Given the tool's complexity, does the description cover enough for an agent to succeed on first attempt?

Given this is a mutation tool with no annotations and no output schema, the description is incomplete. It doesn't address what the tool returns, error handling, side effects, or how importance scores affect system behavior. For a tool that modifies memory priority, more context about outcomes and constraints is needed.

Complex tools with many parameters or behaviors need more documentation. Simple tools need less. This dimension scales expectations accordingly.

Parameters3/5

Does the description clarify parameter syntax, constraints, interactions, or defaults beyond what the schema provides?

Schema description coverage is 100%, so parameters are fully documented in the schema. The description adds no additional parameter semantics beyond what's in the schema (memory ID and new importance score with range). The baseline score of 3 reflects adequate parameter documentation through the schema alone.

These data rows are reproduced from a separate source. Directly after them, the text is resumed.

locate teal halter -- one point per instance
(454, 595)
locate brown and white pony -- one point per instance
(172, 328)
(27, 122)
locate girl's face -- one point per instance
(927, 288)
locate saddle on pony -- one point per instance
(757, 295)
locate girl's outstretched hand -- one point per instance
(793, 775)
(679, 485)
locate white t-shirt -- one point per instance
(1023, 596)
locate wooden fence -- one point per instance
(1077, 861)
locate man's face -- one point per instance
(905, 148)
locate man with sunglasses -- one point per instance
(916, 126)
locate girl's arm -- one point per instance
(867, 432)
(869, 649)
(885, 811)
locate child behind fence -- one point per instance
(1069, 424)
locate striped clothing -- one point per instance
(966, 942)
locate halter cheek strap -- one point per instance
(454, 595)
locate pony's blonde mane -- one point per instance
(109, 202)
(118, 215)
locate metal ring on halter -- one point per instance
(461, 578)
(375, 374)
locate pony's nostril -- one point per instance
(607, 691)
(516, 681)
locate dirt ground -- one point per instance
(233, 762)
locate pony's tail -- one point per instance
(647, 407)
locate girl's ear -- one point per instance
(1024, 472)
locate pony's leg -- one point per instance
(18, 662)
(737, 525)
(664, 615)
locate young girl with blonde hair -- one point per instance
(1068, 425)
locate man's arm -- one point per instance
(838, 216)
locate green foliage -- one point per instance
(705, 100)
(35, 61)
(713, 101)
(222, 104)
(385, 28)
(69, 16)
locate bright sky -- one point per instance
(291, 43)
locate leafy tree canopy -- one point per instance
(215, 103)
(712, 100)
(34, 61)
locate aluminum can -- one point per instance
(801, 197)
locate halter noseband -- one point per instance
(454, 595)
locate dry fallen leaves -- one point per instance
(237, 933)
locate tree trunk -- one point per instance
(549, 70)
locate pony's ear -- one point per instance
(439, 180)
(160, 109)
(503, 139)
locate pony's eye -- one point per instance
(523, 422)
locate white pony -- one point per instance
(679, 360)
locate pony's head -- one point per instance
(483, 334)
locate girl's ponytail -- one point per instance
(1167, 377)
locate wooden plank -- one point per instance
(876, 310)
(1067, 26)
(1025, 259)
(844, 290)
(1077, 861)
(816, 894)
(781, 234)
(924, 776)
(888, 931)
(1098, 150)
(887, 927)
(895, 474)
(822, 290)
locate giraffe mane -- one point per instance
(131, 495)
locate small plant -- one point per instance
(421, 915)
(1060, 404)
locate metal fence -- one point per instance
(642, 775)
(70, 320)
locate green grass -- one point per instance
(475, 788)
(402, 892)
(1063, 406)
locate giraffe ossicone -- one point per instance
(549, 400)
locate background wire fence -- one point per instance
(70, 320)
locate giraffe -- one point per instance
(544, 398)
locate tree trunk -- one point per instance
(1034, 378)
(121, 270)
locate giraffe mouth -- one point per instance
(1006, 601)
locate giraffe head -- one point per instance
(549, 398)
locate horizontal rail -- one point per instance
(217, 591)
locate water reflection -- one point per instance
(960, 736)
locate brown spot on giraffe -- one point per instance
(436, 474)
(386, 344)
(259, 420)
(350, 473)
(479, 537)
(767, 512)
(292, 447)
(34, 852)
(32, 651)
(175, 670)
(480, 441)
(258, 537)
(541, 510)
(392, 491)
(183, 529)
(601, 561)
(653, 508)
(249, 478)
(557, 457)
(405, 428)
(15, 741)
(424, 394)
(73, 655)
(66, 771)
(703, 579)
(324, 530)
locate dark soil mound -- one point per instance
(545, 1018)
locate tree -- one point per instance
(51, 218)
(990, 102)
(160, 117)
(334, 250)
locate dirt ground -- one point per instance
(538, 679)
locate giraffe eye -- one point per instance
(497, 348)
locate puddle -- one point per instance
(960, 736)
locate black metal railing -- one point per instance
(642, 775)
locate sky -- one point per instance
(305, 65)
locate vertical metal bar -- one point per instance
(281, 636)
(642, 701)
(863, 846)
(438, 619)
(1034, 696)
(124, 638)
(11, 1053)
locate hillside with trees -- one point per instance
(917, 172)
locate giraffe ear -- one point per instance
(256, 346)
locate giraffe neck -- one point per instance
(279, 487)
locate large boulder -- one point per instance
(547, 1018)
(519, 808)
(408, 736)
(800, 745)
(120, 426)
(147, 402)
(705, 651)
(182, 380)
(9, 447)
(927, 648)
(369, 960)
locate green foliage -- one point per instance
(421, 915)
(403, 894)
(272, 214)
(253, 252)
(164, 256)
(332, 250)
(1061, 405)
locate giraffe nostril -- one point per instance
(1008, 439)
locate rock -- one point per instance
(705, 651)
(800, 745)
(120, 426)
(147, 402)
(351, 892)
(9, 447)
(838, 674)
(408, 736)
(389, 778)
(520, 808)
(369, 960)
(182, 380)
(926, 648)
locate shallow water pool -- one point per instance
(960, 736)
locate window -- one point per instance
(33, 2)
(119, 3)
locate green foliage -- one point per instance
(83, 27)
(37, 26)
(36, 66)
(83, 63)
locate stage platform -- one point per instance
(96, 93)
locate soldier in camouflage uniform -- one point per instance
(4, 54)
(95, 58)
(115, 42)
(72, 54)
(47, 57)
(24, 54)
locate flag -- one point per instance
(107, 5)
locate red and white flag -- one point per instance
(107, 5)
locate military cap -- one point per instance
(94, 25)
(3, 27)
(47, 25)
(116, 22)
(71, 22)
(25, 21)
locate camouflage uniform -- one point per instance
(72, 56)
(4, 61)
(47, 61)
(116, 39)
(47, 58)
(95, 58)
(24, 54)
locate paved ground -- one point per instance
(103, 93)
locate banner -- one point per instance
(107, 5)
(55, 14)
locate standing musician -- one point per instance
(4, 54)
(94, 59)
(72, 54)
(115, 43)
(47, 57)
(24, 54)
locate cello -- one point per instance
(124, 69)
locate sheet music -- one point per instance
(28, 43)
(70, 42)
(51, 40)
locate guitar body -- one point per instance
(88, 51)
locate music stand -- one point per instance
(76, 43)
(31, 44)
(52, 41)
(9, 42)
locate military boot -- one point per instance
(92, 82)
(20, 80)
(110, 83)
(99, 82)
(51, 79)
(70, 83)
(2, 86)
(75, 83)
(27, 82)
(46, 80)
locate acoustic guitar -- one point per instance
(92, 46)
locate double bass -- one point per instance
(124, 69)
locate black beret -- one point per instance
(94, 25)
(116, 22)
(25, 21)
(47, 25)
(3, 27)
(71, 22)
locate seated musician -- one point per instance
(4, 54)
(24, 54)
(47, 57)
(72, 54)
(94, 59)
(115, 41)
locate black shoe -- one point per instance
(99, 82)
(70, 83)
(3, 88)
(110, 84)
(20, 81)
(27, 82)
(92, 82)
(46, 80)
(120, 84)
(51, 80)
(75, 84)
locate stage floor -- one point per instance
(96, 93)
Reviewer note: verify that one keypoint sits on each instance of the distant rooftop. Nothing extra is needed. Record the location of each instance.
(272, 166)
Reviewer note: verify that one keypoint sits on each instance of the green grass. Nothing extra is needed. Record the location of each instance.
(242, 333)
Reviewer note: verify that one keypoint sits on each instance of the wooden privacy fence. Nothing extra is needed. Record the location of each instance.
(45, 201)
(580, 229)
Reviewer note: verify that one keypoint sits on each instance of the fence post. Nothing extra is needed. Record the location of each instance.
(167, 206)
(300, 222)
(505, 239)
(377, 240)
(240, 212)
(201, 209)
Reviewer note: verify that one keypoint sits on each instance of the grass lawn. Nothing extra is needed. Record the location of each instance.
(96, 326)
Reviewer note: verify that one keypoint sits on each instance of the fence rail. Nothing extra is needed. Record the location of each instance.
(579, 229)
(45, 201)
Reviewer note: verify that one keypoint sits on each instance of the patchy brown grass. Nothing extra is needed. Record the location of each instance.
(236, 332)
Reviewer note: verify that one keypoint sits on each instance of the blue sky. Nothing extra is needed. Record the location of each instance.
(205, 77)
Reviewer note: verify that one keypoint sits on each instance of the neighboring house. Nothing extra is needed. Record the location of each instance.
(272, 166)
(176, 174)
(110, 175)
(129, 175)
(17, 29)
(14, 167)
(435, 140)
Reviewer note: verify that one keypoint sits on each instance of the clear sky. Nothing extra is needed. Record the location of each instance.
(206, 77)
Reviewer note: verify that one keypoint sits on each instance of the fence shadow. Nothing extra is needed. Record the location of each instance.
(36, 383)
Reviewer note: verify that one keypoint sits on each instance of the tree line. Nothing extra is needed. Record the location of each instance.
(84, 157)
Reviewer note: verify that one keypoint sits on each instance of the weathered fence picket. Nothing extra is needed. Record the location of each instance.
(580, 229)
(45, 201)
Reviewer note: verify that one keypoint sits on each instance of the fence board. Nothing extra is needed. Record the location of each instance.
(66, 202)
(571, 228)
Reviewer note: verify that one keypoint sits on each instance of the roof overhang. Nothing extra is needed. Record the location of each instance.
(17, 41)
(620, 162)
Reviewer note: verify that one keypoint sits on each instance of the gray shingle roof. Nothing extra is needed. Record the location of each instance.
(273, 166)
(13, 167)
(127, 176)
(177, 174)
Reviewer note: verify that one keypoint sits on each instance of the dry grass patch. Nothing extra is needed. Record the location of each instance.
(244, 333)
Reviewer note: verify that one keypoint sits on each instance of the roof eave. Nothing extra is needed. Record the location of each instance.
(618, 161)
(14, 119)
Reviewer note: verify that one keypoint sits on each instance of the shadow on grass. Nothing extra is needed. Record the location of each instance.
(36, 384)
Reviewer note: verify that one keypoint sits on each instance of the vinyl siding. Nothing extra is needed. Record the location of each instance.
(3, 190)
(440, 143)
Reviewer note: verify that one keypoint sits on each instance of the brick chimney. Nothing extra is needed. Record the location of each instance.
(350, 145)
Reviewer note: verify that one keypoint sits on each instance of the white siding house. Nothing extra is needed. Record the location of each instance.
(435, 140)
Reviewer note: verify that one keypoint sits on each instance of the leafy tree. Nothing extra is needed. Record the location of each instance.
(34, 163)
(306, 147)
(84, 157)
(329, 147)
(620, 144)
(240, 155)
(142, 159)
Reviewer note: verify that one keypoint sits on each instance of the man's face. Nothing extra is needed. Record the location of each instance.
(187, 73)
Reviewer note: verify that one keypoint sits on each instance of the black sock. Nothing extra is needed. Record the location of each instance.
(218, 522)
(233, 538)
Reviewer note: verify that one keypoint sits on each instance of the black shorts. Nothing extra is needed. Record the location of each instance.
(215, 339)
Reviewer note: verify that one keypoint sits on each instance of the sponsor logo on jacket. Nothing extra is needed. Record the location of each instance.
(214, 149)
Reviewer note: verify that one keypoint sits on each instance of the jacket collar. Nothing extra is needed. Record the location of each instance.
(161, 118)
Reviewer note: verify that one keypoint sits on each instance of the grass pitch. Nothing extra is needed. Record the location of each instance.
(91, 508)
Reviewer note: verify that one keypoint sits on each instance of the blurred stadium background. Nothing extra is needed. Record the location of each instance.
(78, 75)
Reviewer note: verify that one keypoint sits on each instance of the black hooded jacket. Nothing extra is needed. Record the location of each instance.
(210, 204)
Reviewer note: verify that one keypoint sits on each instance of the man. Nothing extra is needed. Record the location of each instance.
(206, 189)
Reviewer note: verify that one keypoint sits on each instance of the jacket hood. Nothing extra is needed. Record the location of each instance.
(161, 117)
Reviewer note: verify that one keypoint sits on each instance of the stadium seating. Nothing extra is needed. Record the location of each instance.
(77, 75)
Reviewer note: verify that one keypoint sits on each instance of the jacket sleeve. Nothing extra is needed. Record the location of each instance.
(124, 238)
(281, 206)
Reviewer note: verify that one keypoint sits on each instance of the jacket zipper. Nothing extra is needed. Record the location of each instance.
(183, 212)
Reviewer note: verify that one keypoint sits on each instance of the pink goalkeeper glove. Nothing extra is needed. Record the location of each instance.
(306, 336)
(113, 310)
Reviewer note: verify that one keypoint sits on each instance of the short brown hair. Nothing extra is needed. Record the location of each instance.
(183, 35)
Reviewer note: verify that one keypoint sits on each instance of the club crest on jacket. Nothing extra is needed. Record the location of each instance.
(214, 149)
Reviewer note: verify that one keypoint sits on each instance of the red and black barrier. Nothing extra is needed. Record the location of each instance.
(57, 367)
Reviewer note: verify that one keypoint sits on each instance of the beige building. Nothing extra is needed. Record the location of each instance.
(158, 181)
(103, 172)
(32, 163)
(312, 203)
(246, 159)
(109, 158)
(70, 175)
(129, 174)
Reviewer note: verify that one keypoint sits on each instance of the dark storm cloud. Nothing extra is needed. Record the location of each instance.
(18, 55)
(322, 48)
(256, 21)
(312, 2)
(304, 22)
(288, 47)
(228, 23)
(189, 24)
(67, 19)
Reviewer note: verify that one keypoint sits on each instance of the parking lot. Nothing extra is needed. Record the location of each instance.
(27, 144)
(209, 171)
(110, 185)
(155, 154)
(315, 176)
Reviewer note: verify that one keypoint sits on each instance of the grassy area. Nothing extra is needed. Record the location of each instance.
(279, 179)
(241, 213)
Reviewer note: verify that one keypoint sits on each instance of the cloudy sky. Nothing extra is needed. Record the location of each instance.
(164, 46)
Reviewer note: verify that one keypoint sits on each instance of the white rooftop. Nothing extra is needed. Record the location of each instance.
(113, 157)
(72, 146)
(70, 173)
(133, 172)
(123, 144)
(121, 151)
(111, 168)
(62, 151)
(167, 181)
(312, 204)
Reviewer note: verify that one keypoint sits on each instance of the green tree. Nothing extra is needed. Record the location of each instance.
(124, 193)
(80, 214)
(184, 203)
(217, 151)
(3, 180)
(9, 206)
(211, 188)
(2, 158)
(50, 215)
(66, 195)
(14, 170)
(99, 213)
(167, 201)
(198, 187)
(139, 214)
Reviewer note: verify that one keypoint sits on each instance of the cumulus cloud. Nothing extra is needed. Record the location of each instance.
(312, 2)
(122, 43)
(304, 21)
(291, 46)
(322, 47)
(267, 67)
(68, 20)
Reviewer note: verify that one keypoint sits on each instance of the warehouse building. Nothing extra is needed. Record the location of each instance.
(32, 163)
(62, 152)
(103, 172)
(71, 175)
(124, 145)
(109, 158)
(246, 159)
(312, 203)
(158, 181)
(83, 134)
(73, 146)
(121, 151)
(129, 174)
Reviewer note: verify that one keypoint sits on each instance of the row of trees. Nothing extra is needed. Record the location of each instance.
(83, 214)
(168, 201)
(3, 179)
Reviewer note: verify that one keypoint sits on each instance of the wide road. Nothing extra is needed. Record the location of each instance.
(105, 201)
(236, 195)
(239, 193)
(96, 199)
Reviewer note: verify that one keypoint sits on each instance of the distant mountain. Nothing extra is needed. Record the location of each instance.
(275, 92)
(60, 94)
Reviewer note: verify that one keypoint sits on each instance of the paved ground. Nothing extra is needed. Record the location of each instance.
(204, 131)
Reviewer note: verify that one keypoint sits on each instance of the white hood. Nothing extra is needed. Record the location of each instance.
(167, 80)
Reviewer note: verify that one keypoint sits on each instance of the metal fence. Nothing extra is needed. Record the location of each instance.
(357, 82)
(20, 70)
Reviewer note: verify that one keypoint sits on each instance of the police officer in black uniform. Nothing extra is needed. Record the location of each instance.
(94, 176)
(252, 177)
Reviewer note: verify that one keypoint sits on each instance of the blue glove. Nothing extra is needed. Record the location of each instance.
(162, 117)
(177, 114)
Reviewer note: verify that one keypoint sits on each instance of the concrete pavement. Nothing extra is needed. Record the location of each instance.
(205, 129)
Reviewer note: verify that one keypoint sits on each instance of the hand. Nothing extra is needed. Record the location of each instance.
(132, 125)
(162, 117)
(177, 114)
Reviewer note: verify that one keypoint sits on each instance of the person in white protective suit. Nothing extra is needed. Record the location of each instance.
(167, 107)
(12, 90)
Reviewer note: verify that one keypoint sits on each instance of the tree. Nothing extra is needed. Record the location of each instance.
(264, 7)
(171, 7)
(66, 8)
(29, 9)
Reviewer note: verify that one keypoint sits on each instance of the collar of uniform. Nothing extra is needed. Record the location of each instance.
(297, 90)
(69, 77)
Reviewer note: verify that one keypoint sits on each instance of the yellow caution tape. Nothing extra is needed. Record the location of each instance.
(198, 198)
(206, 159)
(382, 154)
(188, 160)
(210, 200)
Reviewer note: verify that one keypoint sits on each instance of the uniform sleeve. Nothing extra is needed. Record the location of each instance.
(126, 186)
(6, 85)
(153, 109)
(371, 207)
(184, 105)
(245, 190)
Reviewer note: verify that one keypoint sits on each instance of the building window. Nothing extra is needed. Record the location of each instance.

Input schemas describe structure but not intent. Descriptions should explain non-obvious parameter relationships and valid value ranges.

Purpose4/5

Does the description clearly state what the tool does and how it differs from similar tools?

The description clearly states the action ('adjust importance scores') and target resource ('specific memories'), with the purpose being to 'control retrieval priority'. It distinguishes from siblings like 'storeMemory' or 'getMemories' by focusing on modification rather than storage or retrieval. However, it doesn't explicitly differentiate from 'batchAdjustImportance' which handles similar adjustments in bulk.

Agents choose between tools based on descriptions. A clear purpose with a specific verb and resource helps agents select the right tool.

Usage Guidelines2/5

Does the description explain when to use this tool, when not to, or what alternatives exist?

The description provides no guidance on when to use this tool versus alternatives like 'batchAdjustImportance' for multiple memories, or prerequisites such as needing an existing memory ID. It mentions controlling retrieval priority but doesn't specify scenarios where importance adjustment is appropriate versus other memory operations.

Agents often have multiple tools that could apply. Explicit usage guidance like "use X instead of Y when Z" prevents misuse.